Riverboating from Budapest to Amsterdam


October 3, 2006

Our boat is a riverboat. It is called the Swiss Pearl. I have been on ships before. This is my first riverboat. I notice the difference immediately. Ships are vessels you have to walk up into. Riverboats are vessels you walk down into. They are like swimming pools. Above the water line they are more glass than steel. On a riverboat a rough sea is merely a description of poor penmanship. I checked with the man on the bridge to see how deep the Danube was. He said just now it was 6 feet deep. We were a few kilometers out of Budapest. If we sank, everyone would go to the upper deck and wait for a taxi.

Our riverboat is thirteen years old. It was renovated three years ago. Painted in black letters on the superstructure just above the entrance are the symbols L110, B11, Pass 123. I think of bingo. It is shorthand for dimensions. The Swiss Pearl is 110 meters long, 11 meters wide and holds 123 passengers.

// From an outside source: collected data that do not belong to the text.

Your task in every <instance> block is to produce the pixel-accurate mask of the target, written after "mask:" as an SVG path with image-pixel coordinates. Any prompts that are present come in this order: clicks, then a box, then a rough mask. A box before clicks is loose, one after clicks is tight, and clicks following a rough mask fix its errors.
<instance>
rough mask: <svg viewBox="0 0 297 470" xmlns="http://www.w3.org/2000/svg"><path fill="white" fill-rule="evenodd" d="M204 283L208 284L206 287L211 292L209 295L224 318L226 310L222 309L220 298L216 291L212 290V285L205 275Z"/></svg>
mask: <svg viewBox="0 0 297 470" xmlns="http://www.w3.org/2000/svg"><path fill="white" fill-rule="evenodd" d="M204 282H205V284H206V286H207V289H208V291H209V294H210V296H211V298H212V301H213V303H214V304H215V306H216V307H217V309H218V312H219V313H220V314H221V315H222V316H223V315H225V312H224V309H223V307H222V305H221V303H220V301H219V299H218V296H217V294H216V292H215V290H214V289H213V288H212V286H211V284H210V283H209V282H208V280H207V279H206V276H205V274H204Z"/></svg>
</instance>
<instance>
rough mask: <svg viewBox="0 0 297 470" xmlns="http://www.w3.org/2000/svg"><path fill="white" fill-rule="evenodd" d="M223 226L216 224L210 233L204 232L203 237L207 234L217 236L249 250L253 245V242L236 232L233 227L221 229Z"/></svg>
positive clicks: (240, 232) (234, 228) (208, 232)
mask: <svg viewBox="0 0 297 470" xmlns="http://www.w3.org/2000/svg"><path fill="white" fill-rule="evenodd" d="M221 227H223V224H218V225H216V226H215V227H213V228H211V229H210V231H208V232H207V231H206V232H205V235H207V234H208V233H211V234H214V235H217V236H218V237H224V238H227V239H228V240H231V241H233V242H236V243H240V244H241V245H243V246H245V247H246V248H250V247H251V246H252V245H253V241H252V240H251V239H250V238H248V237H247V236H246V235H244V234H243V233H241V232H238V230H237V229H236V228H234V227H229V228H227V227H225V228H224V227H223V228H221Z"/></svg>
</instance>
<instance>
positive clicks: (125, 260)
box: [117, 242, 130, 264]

On this trip it is holding 104 of us. This is something else that separates a riverboat from a ship. Aboard a ship, one can find volumes of technical information, mostly about the engines. Ship lines are proud of their engines. One can easily learn how many screws there are and how many blades on each screw. The horsepower of each engine is common knowledge and the engine builders are treated like literary giants. On a riverboat the technical information focuses on your mini-bar and the power supply in your cabin. If you want to know how many blades are on the spare propeller, you have to count them for yourself. (The Swiss Pearl propellers are seven bladers.) In short, on a riverboat there is not the slightest nod toward “man against the sea.” I like that. It is like taking a stretch limo to Amsterdam.

Brad Bates, a long time traveling friend from MIT—he majored in Electrical Engineering in 1959—informed me at breakfast that the boat's bridge actually moves up and down like an elevator. He tells me that all the masts fold down and that the railings fold in. On the river the perils are not from rogue waves but from low bridges. If you are on the top deck and a low bridge is in the offing, duck or the bridge will be offing you.

The Swiss Pearl is anchored on the Belgrade Rakpart (quay). Across the river and up on Gellert hill is Liberation Monument. Sculpted by Zigmond Strobl, it depicts a woman holding an object high over her head. The statue was originally intended to honor the memory of Istvan Horthy, son of Hungary’s pre-war and World War II dictator. In that version the woman was holding an airplane propeller. When the Russians liberated Budapest, to commemorate that liberation a slightly different version of the statue was substituted. In this one the woman holds up a palm leaf. When the communist regime ended in 1989, the figure of a Russian soldier at the foot of the monument was removed and the monument, commemorated yet another liberation; obviously, an all-purpose monument.